Carta ao calouro de medicina - leitura para o primeiro dia de aula

(Escrita com carinho para minha querida afilhada de coração Hérica Zipperer Ferreira Boing)

Hoje começa o primeiro dia de uma linda caminhada. A barriga deve estar com um milhão de borboletas, os pensamentos tão rápidos que parecem que você não vai dar conta de acompanhar e uma batedeira gostosa no coração. Curta muito esse primeiro dia, minha querida afilhada, posso chamá-la assim? Vou compartilhar algumas dicas para seus primeiros dias.

Dica 1: Fotografe com a retina os primeiros dias e grave os momentos no coração para o futuro.

Preste atenção a cada detalhe e ao chegar em casa escreva tudo! Tente gravar o maior número de detalhes possíveis desses primeiros momentos, pois jamais você viverá as sensações do primeiro dia novamente. Mas você vai precisar se encontrar com essas sensações no futuro, acredite. Vale a pena registrar no papel esses primeiros dias… É um tesouro que eu gostaria de ter. Anote como você se sentiu, o que você estava pensando. Tente colocar no papel porque você quer tanto ser médica hoje. O que te inspira? Acredite, querida, um dia quando estiver em um dia difícil de trabalho você vai querer buscar o frescor desse primeiro dia. Manter a conexão com nossa vocação e com a ingenuidade de nosso começo vai ajudar a não “criar pelos no coração”. A gente não pode se acostumar com a dor, com os problemas dos pacientes ou deixar de valorizar as pequenas conquistas. Se conseguir registre suas primeiras vezes da trilha em um diário. A primeira vez que alguém te chamar de doutora, a primeira vez que fizer um diagnóstico, a primeira vez que perder um paciente, o primeiro parto… são muitas primeiras vezes. Registre o que aprendeu naquele momento. Manter o olhar atento para essas primeiras vezes fará com que você valorize mais a jornada.

Dica 2: Os novos amigos e professores.

Vai ter muita gente nova para conhecer e vá com calma. Ouça bastante e não é dia para achar que a “primeira impressão é a que fica”. Vocês vão passar por muitas histórias novas e desafiadoras e qualquer máscara ou armadura vai aos poucos sumindo. Converse sempre com o coração aberto, seu melhor amigo pode ser alguém que você odiou à primeira vista.
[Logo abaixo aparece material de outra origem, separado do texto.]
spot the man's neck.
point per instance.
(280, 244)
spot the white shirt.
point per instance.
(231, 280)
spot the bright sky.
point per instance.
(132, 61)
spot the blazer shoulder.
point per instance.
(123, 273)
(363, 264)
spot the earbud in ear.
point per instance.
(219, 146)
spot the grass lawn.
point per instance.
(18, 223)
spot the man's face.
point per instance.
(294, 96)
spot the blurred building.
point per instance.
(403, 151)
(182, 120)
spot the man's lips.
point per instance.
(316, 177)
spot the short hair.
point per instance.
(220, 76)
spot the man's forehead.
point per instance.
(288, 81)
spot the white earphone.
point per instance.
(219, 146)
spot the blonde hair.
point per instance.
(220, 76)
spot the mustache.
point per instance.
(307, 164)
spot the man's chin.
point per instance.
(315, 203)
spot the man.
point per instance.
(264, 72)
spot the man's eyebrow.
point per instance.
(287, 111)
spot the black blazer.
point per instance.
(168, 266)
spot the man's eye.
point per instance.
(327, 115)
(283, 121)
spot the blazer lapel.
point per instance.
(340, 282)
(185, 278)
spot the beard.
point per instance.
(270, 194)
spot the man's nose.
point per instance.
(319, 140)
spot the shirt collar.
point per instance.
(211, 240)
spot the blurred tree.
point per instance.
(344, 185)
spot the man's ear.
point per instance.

O melhor professor da sua vida você pode descobrir somente quando se formar. Fale de você, mas não abra tudo. Seja um livro aberto apenas nas páginas que você escolher compartilhar e com leitores específicos. Observe ações, comportamentos e reações. Os bons e maus exemplos serão importantes. Escreva de vez em quando sobre a médica que você quer ser e sobre a médica que você não quer ser. Valorize seus professores, não é uma atividade fácil. Lembre-se de que são seres humanos e imperfeitos. Saiba analisar quem te toca a alma, quem se importa com sua aprendizagem e perceba que aquele professor que te entregar tudo de mão beijada não será tão importante como aquele que a fizer pensar em possibilidades, transpor preconceitos e limitações e transferir aprendizagens em diferentes contextos. Pergunte sempre que estiver com dúvidas. E quando um professor for especial em sua vida, fale pra ele. As pessoas lembram-se mais de criticar do que de elogiar.

Dica 3: Cuidado com a competição. Estude para o paciente e não para as provas.
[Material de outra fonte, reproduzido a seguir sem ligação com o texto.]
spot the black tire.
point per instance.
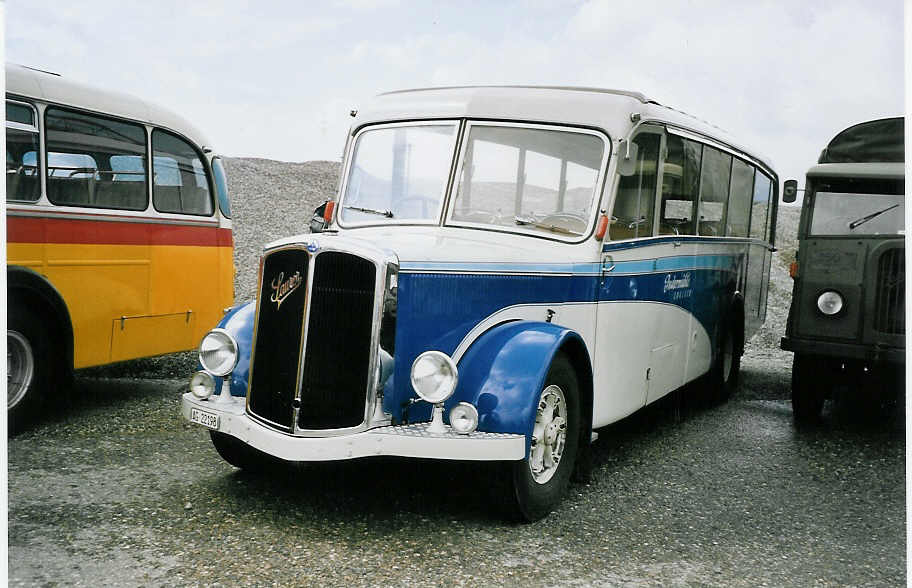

Prepare-se para um Universo bem diferente. Quem passa em medicina, vestibular tão concorrido, estava acostumado na escola em ser um dos primeiros da turma. Lá no seu primeiro dia de aula você vai encontrar muitos primeiros alunos da turma. Espero que demore um pouco, mas o ambiente na medicina é sim de muita competição. Você deve sempre competir somente com você mesma, para melhorar a cada dia. Esqueça competições de notas. Nunca na minha vida em nenhum trabalho alguém perguntou que nota em tirei em cada disciplina. E eu tenho tranquilidade para dizer que nem toda avaliação, infelizmente, mede aprendizagem. Qual a diferença entre um 6,8 e um 7,1... Será que esse 0,3 fará um ser melhor médico que o outro? Quem aprender para a vida por ter tirado 7 na prova e como aprendeu com o que errou, pode saber o que fazer em atendimento real. Já é possível que alguém que tirou 10, mas o fez colando ou decorando, não saiba o que fazer frente ao paciente real.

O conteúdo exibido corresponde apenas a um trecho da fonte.